Dobrze, że sam zarabiam na swoje studia to nie boli tak bardzo, że marnowałbym hajsy rodziców, gdybym nie zdał czy coś.
Dobrze, że za tydzień zlot to się człowiek oderwie i pozna nowych ludzi.
 
Miałem tak kilka lat temu. W moim przypadku odpowiednia kobieta załatwiła sprawę. Ogólnie zawdzięczam jej w chuj.

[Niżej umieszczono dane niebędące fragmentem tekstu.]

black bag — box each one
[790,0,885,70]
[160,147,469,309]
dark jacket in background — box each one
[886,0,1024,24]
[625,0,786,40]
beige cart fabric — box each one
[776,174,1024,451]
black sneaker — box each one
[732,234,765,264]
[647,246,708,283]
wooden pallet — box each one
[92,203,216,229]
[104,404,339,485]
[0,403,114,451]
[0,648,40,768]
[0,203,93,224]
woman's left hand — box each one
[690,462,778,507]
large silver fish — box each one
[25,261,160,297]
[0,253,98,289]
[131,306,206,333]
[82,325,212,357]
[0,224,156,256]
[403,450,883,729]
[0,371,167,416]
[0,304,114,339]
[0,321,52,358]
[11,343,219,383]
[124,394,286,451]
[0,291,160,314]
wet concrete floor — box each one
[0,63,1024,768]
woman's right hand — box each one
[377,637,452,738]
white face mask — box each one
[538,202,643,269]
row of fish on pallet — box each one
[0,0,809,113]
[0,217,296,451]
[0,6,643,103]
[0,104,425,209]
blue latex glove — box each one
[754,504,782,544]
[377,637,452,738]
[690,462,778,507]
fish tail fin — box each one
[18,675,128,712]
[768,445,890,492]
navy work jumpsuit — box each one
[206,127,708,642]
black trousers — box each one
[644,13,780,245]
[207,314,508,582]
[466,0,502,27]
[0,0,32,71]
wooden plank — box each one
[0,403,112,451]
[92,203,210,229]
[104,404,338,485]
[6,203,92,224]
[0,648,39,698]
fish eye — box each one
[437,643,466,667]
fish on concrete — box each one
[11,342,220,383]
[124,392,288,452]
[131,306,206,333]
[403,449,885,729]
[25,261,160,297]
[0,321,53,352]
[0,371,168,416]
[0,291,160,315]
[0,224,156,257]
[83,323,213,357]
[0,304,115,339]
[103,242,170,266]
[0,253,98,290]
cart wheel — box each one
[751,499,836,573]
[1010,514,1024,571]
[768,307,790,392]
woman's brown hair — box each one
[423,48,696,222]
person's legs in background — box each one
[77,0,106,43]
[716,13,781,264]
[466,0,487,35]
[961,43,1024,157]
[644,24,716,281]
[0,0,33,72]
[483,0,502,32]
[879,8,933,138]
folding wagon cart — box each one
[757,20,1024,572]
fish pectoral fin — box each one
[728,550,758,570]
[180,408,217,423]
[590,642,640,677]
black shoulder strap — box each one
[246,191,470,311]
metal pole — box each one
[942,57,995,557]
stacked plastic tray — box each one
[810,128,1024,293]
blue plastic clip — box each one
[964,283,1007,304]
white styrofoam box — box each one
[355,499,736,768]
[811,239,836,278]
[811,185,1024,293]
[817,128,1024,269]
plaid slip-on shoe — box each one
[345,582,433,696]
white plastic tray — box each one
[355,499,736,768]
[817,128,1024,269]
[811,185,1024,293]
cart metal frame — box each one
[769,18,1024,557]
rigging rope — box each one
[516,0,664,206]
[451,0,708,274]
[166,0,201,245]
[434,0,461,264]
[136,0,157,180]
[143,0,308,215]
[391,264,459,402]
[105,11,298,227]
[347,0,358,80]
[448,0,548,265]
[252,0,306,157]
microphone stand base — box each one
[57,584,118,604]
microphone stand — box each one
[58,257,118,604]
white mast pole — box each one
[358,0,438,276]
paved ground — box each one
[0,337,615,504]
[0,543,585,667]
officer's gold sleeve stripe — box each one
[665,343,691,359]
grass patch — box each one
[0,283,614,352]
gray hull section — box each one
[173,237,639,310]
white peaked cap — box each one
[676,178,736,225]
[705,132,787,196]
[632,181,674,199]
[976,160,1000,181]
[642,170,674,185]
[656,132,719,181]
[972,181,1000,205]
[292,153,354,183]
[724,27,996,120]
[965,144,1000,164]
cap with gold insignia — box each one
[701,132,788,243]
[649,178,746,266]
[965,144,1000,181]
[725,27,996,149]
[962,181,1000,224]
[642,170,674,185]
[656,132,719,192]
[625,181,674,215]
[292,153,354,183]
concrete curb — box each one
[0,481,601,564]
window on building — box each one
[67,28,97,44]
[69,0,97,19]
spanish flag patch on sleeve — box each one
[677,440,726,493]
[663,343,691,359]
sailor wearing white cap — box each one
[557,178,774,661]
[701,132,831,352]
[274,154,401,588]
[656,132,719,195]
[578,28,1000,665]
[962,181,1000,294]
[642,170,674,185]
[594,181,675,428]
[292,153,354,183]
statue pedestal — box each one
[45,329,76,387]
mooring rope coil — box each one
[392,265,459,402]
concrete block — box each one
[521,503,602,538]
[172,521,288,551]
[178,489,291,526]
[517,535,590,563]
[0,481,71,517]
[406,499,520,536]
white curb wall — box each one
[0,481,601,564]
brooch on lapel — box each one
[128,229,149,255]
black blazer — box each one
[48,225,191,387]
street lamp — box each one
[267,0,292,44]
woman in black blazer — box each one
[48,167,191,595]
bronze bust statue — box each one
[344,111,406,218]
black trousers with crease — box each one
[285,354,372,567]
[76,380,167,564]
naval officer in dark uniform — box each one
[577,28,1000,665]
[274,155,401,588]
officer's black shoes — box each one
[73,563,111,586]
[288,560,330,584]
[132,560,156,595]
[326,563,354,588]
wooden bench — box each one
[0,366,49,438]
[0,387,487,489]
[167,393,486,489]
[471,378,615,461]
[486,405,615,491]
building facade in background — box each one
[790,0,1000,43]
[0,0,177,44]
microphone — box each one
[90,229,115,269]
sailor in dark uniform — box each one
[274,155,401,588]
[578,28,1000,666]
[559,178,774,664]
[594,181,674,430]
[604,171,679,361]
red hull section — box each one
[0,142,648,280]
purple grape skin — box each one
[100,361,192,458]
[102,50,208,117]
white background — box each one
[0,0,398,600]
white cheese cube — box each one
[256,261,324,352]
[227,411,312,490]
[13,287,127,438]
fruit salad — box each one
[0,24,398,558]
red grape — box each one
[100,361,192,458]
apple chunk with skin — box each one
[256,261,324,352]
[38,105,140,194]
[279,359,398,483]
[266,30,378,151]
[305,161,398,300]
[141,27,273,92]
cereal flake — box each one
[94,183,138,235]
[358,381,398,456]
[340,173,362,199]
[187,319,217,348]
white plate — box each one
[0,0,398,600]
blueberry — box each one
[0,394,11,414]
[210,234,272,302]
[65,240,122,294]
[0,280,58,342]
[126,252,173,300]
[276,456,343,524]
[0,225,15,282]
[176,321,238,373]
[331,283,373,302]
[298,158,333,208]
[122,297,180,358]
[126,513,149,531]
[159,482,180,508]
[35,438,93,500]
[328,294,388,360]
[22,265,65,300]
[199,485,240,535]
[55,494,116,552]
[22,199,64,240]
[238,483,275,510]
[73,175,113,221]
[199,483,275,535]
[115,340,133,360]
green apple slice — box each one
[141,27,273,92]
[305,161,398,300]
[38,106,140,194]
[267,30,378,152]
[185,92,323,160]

Baju takich rzeczy nie załatwi kobieta. Z tym trzeba sobie samemu poradzić, kobieta i radość czy spokój jaki ze sobą niesie może być tylko substytutem chwilowym. Skończy się sielanka, wjedzie codziennośc po kilku latach i znowu zaczniesz możesz sobie zacząć z tym gorzej radzić. Ile Ty masz w ogóle lat (pytam bez zamiaru korzystania z tego jako argument) ale ja miałem podobnie jak ty jak miałem koł 21-23 lat. Wjechało potem jednak troche "gówna" w życie i tak jak piszesz Ty, bez mojej kobiet bym sobie z tym nie poradził ale jednak mojej wewnętrzne problemy dalej są na miejscu. Mam nadzieje, że pisze w miare z sensiem bo troche już %%%.